BACKGROUND: Alcohol and caffeine intakes may play a role in the development of sudden cardiac death (SCD) because of their effects on cholesterol, blood pressure, heart rate variability, and inflammation.
OBJECTIVE: Our objective was to examine the association between long-term alcohol and caffeine intakes and risk of SCD in women.

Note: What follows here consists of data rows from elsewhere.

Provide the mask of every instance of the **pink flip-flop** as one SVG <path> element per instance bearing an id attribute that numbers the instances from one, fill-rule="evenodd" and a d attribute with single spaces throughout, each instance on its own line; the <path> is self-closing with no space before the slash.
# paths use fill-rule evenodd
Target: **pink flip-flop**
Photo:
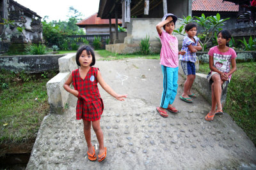
<path id="1" fill-rule="evenodd" d="M 172 112 L 172 113 L 177 113 L 178 112 L 178 110 L 174 107 L 172 107 L 170 109 L 170 108 L 167 108 L 166 110 L 170 111 L 171 111 L 171 112 Z"/>
<path id="2" fill-rule="evenodd" d="M 168 117 L 168 115 L 167 114 L 166 112 L 161 111 L 161 110 L 159 110 L 159 107 L 157 107 L 157 108 L 156 108 L 156 110 L 158 111 L 158 113 L 159 113 L 159 115 L 161 115 L 162 117 Z"/>

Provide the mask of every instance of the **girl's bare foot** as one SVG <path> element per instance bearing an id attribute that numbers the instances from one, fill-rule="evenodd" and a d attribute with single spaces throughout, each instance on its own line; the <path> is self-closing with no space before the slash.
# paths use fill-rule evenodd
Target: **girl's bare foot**
<path id="1" fill-rule="evenodd" d="M 214 117 L 215 113 L 210 111 L 208 114 L 204 117 L 204 119 L 207 121 L 213 120 L 213 118 Z"/>

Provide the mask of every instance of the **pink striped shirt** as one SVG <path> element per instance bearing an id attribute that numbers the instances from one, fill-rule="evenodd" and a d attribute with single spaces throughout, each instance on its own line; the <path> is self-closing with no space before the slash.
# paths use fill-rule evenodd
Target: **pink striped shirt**
<path id="1" fill-rule="evenodd" d="M 160 64 L 169 67 L 179 66 L 178 39 L 163 31 L 159 35 L 162 48 L 160 53 Z"/>

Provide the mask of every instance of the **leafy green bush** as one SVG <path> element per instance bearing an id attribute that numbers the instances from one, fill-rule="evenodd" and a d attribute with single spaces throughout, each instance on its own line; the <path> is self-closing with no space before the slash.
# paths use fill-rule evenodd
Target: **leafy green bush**
<path id="1" fill-rule="evenodd" d="M 83 39 L 83 43 L 85 45 L 89 45 L 89 41 L 86 38 Z"/>
<path id="2" fill-rule="evenodd" d="M 110 41 L 109 38 L 108 38 L 107 39 L 106 39 L 106 45 L 109 45 L 109 41 Z"/>
<path id="3" fill-rule="evenodd" d="M 58 46 L 62 46 L 63 42 L 65 41 L 67 35 L 68 33 L 61 31 L 58 25 L 53 26 L 52 23 L 47 23 L 44 21 L 43 24 L 43 36 L 45 43 L 48 46 L 52 46 L 54 45 Z"/>
<path id="4" fill-rule="evenodd" d="M 58 45 L 52 45 L 52 48 L 54 52 L 56 52 L 60 49 L 59 47 L 58 47 Z"/>
<path id="5" fill-rule="evenodd" d="M 217 13 L 216 16 L 207 17 L 202 13 L 200 17 L 195 17 L 196 19 L 193 20 L 194 17 L 188 16 L 185 17 L 183 16 L 183 19 L 180 19 L 182 21 L 181 24 L 182 25 L 177 28 L 177 30 L 174 30 L 173 32 L 184 35 L 184 25 L 189 22 L 196 22 L 201 28 L 201 31 L 198 34 L 198 36 L 200 39 L 200 43 L 203 48 L 203 51 L 206 51 L 207 45 L 212 41 L 212 38 L 214 39 L 217 36 L 217 33 L 222 29 L 221 27 L 224 25 L 225 21 L 230 19 L 230 18 L 221 19 L 219 13 Z"/>
<path id="6" fill-rule="evenodd" d="M 239 39 L 238 41 L 241 41 L 243 43 L 243 50 L 244 51 L 254 51 L 256 50 L 256 46 L 255 46 L 255 41 L 256 39 L 252 40 L 252 36 L 250 36 L 248 43 L 247 43 L 246 40 L 245 40 L 245 38 L 244 37 L 244 39 L 242 40 Z"/>
<path id="7" fill-rule="evenodd" d="M 149 46 L 150 46 L 150 43 L 149 42 L 149 36 L 146 36 L 146 38 L 141 39 L 140 44 L 140 52 L 142 54 L 148 55 L 150 52 Z"/>
<path id="8" fill-rule="evenodd" d="M 76 42 L 73 42 L 71 44 L 71 48 L 72 50 L 77 50 L 79 47 L 79 46 L 78 45 L 77 45 Z"/>
<path id="9" fill-rule="evenodd" d="M 61 45 L 61 49 L 63 50 L 68 50 L 68 43 L 67 41 L 64 41 L 64 43 Z"/>
<path id="10" fill-rule="evenodd" d="M 39 45 L 31 44 L 27 46 L 25 50 L 31 55 L 42 55 L 46 53 L 46 46 L 44 44 L 41 45 L 41 43 Z"/>
<path id="11" fill-rule="evenodd" d="M 101 48 L 101 38 L 100 36 L 94 36 L 94 40 L 92 43 L 95 50 L 99 50 Z"/>

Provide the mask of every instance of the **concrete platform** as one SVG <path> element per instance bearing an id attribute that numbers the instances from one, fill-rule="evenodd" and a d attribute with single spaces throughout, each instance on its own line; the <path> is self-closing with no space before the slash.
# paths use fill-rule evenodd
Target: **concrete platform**
<path id="1" fill-rule="evenodd" d="M 256 148 L 227 113 L 207 122 L 210 104 L 201 96 L 192 103 L 179 99 L 182 76 L 173 104 L 179 112 L 168 118 L 158 114 L 163 90 L 159 62 L 96 62 L 105 81 L 116 92 L 128 94 L 120 102 L 100 88 L 108 148 L 104 162 L 88 159 L 83 122 L 76 120 L 76 98 L 70 96 L 63 115 L 44 118 L 26 169 L 255 169 Z M 93 131 L 92 136 L 99 146 Z"/>

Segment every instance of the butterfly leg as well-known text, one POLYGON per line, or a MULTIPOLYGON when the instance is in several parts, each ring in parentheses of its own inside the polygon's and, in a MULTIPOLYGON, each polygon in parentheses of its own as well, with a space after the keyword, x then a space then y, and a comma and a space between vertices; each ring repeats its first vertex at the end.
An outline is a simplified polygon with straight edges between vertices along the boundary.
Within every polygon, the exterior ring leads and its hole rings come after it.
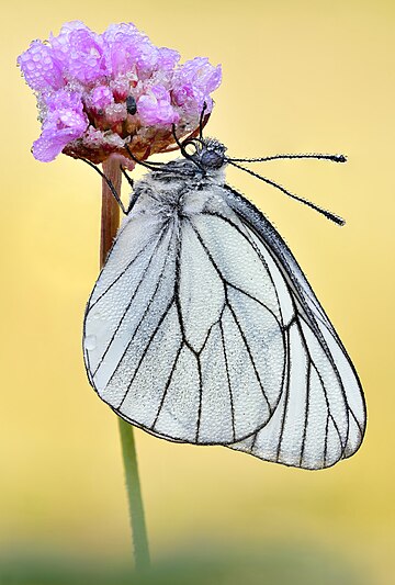
MULTIPOLYGON (((113 194, 113 196, 114 196, 116 203, 120 205, 120 207, 121 207, 121 210, 122 210, 122 213, 123 213, 124 215, 127 215, 128 211, 125 210, 125 206, 124 206, 124 204, 122 203, 122 200, 121 200, 120 195, 117 194, 116 189, 115 189, 113 182, 112 182, 112 181, 111 181, 111 180, 104 175, 103 171, 101 171, 101 170, 99 169, 99 167, 97 167, 95 165, 93 165, 93 162, 91 162, 91 161, 88 160, 87 158, 80 158, 80 160, 83 160, 83 162, 87 162, 87 165, 89 165, 90 167, 92 167, 92 169, 94 169, 94 170, 100 175, 100 177, 101 177, 102 179, 104 179, 104 181, 108 183, 109 189, 110 189, 110 191, 112 192, 112 194, 113 194)), ((121 170, 122 170, 122 169, 121 169, 121 170)), ((131 179, 131 180, 132 180, 132 179, 131 179)), ((128 183, 131 184, 131 181, 129 181, 129 180, 128 180, 128 183)), ((133 183, 133 181, 132 181, 132 183, 133 183)))
POLYGON ((121 165, 121 171, 122 171, 122 175, 125 177, 126 181, 128 182, 128 184, 129 184, 129 187, 132 189, 129 203, 128 203, 127 209, 126 209, 126 215, 128 215, 131 213, 131 211, 133 210, 133 207, 135 206, 136 202, 137 202, 138 193, 134 190, 134 180, 132 179, 132 177, 129 177, 129 175, 127 175, 126 169, 124 167, 122 167, 122 165, 121 165))

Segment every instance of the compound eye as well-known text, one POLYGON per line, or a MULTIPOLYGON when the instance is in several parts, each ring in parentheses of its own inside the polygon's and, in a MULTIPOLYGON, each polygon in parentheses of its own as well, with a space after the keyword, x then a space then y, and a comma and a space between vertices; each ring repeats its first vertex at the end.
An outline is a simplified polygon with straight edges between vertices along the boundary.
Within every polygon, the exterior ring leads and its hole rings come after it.
POLYGON ((201 151, 202 145, 199 140, 187 140, 183 143, 183 148, 188 156, 193 156, 201 151))

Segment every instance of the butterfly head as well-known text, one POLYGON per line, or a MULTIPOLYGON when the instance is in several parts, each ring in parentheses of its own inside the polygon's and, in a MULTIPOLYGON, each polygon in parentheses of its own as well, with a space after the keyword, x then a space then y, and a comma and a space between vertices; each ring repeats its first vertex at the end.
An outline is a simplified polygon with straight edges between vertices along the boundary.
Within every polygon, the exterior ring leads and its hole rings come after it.
POLYGON ((190 138, 182 143, 181 151, 205 172, 217 171, 226 164, 226 147, 215 138, 190 138))

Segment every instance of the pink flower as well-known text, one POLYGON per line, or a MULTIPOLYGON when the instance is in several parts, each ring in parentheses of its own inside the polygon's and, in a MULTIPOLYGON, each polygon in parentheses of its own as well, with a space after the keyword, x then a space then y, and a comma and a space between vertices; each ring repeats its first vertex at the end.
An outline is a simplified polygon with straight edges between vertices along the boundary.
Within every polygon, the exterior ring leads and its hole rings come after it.
POLYGON ((138 158, 195 131, 203 104, 221 83, 221 67, 203 57, 178 65, 180 55, 156 47, 132 23, 97 34, 82 22, 64 24, 48 43, 34 41, 18 64, 36 92, 42 135, 38 160, 59 153, 102 162, 112 154, 138 158))
POLYGON ((170 103, 170 94, 163 86, 153 86, 137 102, 137 111, 144 124, 173 124, 180 120, 170 103))
POLYGON ((78 93, 60 89, 45 99, 47 110, 42 135, 33 144, 33 155, 37 160, 54 160, 71 140, 79 138, 89 122, 78 93))

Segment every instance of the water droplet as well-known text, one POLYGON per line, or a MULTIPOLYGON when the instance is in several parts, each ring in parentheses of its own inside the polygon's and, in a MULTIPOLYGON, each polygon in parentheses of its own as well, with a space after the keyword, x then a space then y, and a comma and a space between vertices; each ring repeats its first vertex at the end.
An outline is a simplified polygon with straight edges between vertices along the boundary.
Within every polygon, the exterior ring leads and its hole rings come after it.
POLYGON ((88 335, 86 337, 86 349, 94 349, 97 345, 97 338, 95 335, 88 335))

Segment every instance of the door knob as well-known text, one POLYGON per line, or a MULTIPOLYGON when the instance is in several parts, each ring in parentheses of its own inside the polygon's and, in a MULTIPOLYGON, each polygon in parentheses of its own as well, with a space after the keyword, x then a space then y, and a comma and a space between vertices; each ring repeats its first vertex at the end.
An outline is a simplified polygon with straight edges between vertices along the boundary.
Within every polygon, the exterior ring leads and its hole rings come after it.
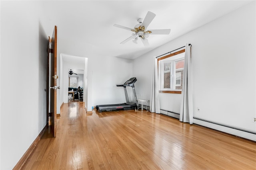
POLYGON ((58 87, 57 87, 57 86, 54 86, 53 87, 50 87, 50 89, 54 89, 54 90, 56 90, 57 88, 58 89, 60 89, 60 86, 58 86, 58 87))

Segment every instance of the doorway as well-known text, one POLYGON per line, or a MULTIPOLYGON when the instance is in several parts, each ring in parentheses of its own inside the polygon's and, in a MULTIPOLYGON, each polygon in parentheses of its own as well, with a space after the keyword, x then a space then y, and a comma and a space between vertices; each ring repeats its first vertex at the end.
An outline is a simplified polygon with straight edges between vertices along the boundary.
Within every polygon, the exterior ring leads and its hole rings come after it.
MULTIPOLYGON (((88 58, 87 58, 60 54, 61 78, 60 80, 60 86, 62 87, 61 88, 60 90, 60 105, 63 103, 67 103, 68 102, 68 91, 70 91, 69 90, 70 90, 70 89, 69 89, 70 77, 77 77, 78 76, 77 75, 79 73, 79 74, 83 75, 83 78, 78 78, 78 81, 80 81, 79 82, 80 84, 82 84, 82 101, 85 103, 85 107, 87 107, 88 98, 87 92, 87 62, 88 58), (72 75, 69 74, 70 70, 73 72, 73 74, 72 74, 72 75), (78 74, 74 74, 74 72, 78 74), (82 82, 81 82, 81 81, 82 82)), ((73 79, 74 80, 74 79, 73 78, 73 79)), ((78 82, 77 82, 78 85, 78 82)), ((76 96, 74 96, 74 100, 75 98, 75 97, 76 96)))
POLYGON ((68 69, 68 102, 83 102, 84 99, 83 70, 68 69))

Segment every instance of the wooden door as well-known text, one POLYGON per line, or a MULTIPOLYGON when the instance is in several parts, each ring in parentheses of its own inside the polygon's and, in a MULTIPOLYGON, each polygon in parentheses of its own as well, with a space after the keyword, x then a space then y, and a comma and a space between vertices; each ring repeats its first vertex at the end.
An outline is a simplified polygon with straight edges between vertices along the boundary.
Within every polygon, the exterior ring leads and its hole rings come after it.
MULTIPOLYGON (((49 37, 49 41, 50 41, 49 37)), ((57 127, 57 26, 54 27, 50 39, 50 125, 54 137, 56 137, 57 127)))

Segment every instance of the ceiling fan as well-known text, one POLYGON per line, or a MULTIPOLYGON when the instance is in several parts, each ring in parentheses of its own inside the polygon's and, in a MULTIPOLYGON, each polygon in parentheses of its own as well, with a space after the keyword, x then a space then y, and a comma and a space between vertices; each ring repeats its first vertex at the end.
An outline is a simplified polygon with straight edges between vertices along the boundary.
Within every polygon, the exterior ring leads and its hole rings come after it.
POLYGON ((68 72, 68 74, 69 74, 70 75, 72 75, 73 74, 77 74, 77 73, 76 73, 75 72, 73 72, 73 71, 72 71, 72 70, 71 70, 71 69, 70 69, 70 70, 68 72))
POLYGON ((121 42, 120 43, 124 44, 129 41, 133 39, 132 42, 136 44, 137 44, 138 39, 141 39, 144 45, 147 46, 149 45, 149 44, 147 39, 149 36, 150 34, 169 34, 171 31, 170 29, 147 30, 148 26, 155 16, 155 14, 150 11, 148 11, 144 20, 142 18, 139 18, 138 20, 138 21, 140 23, 134 26, 134 29, 128 28, 118 24, 114 24, 114 26, 115 27, 129 31, 131 31, 133 32, 131 36, 121 42))

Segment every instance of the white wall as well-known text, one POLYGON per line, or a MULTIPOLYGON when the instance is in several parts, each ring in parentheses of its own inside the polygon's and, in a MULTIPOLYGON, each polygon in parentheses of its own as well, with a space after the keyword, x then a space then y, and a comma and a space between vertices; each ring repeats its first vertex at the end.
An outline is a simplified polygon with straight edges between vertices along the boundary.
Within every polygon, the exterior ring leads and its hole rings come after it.
POLYGON ((47 123, 48 35, 40 5, 1 2, 2 170, 14 168, 47 123))
MULTIPOLYGON (((138 93, 150 97, 154 56, 190 43, 194 116, 256 132, 255 21, 253 2, 134 60, 133 75, 143 80, 138 93)), ((180 98, 160 94, 161 109, 179 113, 180 98)))
MULTIPOLYGON (((100 56, 92 59, 92 63, 89 61, 94 68, 92 106, 126 102, 124 88, 117 87, 116 84, 123 84, 132 77, 132 61, 100 56)), ((129 97, 132 99, 132 88, 127 88, 129 97)))

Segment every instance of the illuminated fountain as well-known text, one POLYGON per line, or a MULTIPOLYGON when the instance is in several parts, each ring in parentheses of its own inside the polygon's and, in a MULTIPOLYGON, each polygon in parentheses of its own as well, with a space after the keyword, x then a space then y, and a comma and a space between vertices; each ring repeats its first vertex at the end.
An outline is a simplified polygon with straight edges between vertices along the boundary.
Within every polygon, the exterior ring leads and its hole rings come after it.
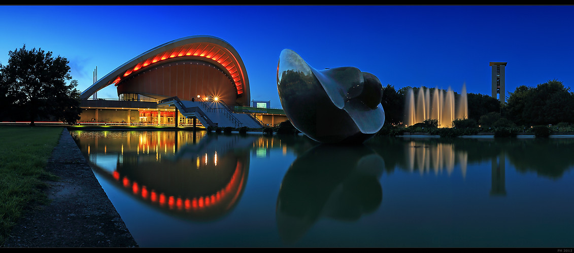
POLYGON ((417 92, 409 89, 406 95, 406 110, 405 124, 407 126, 421 122, 425 120, 438 120, 439 127, 450 127, 452 121, 468 118, 468 108, 466 86, 463 85, 462 92, 455 102, 455 93, 449 87, 446 91, 435 89, 430 90, 421 87, 417 92))

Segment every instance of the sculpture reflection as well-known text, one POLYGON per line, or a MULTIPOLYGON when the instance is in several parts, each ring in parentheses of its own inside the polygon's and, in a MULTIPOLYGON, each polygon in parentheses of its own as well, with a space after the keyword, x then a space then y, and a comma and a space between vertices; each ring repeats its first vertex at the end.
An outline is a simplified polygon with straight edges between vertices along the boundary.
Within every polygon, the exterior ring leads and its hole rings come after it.
POLYGON ((284 49, 277 65, 277 92, 293 126, 317 141, 362 143, 385 122, 381 82, 356 68, 318 70, 284 49))
POLYGON ((382 159, 364 146, 321 144, 291 164, 277 197, 279 234, 296 241, 321 216, 356 220, 382 200, 382 159))
POLYGON ((127 138, 124 133, 107 138, 118 143, 107 143, 104 153, 98 138, 76 139, 80 149, 90 149, 92 168, 137 199, 186 219, 217 219, 241 198, 255 137, 205 135, 193 144, 191 135, 142 131, 127 138), (115 163, 106 164, 106 159, 115 163))

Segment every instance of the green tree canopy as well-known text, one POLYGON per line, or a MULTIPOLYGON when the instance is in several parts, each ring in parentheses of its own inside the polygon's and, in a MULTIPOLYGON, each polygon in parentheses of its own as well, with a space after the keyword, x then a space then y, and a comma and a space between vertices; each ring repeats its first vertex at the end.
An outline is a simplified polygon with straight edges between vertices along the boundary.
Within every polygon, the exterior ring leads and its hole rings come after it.
POLYGON ((517 125, 574 122, 574 94, 562 82, 553 80, 536 87, 524 85, 509 93, 506 117, 517 125))
POLYGON ((480 117, 491 112, 500 113, 501 102, 498 100, 483 94, 468 93, 467 101, 468 118, 479 122, 480 117))
POLYGON ((30 124, 41 116, 72 123, 80 119, 80 92, 70 75, 69 62, 41 49, 10 51, 8 64, 0 65, 0 91, 7 104, 25 112, 30 124))
POLYGON ((402 121, 405 107, 405 94, 395 90, 394 86, 387 84, 383 88, 381 104, 385 110, 385 124, 400 124, 402 121))

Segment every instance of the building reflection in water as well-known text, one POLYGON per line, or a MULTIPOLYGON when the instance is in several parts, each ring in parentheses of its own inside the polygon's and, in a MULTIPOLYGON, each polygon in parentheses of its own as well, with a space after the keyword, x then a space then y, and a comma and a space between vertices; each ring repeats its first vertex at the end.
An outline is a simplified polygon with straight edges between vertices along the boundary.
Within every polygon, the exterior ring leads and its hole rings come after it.
POLYGON ((281 239, 296 242, 321 217, 357 220, 376 210, 384 167, 381 156, 364 145, 321 144, 298 156, 277 197, 281 239))
POLYGON ((505 158, 506 155, 503 152, 501 152, 498 157, 492 157, 491 196, 506 196, 506 188, 505 185, 505 158))
POLYGON ((124 192, 162 211, 201 220, 224 215, 237 204, 255 140, 203 131, 74 135, 92 168, 124 192))

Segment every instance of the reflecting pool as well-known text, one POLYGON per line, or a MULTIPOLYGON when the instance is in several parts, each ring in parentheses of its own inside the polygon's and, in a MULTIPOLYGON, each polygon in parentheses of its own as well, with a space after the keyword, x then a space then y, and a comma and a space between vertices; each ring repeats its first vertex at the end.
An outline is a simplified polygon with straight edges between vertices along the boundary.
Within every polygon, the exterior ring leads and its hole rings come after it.
POLYGON ((574 139, 70 132, 141 247, 574 247, 574 139))

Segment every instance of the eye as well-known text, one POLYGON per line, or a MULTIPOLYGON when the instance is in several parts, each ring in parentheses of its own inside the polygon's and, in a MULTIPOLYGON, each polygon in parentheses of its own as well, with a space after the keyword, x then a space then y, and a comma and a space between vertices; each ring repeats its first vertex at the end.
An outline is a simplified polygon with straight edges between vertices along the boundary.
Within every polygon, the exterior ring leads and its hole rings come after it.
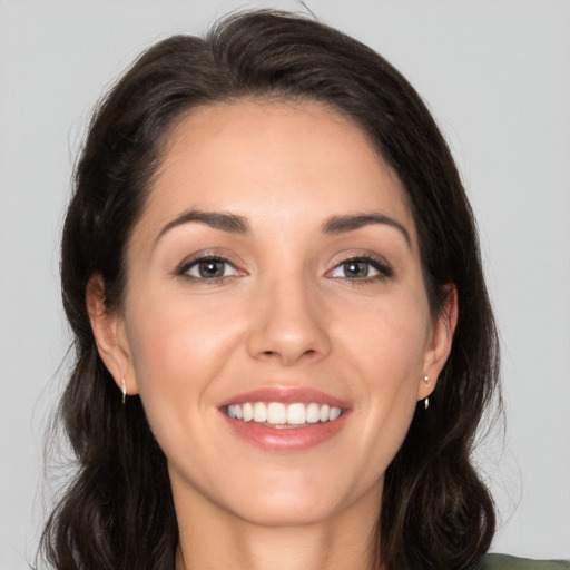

DESIGN: We examined 93,676 postmenopausal women who participated in the Women's Health Initiative Observational Study. Women were enrolled between 1993 and 1998 and were followed until August 2009. Women completed a food-frequency questionnaire at baseline and again at year 3. We modeled exposure to alcohol 3 ways: by using baseline intake only, a cumulative average of baseline and year 3 intake, and the most recent reported intake (a simple time-varying analysis).
RESULTS: Intake of 5-15 g alcohol/d (about one drink) was associated with a nonsignificantly reduced risk of SCD compared with 0.1-5 g/d of baseline intake (HR: 0.64; 95% CI: 0.40, 1.02), of cumulative average intake (HR: 0.69; 95% CI: 0.43, 1.11), and of most recent intake (HR: 0.58; 95% CI: 0.35, 0.96), with adjustment for age, race, income, smoking, body mass index, physical activity, hormone use, and total energy. No association was found between SCD and total caffeine intake (mg/d) or cups of caffeinated coffee, decaffeinated coffee, and caffeinated tea.
CONCLUSIONS: Our results suggest that about one drink per day (or 5.1-15 g/d) may be associated with a reduced risk of SCD in this population; however, this association was only statistically significant for a model using the most recent alcohol intake. Total caffeine, regular coffee, decaffeinated coffee, and regular tea intake were not associated with the risk of SCD.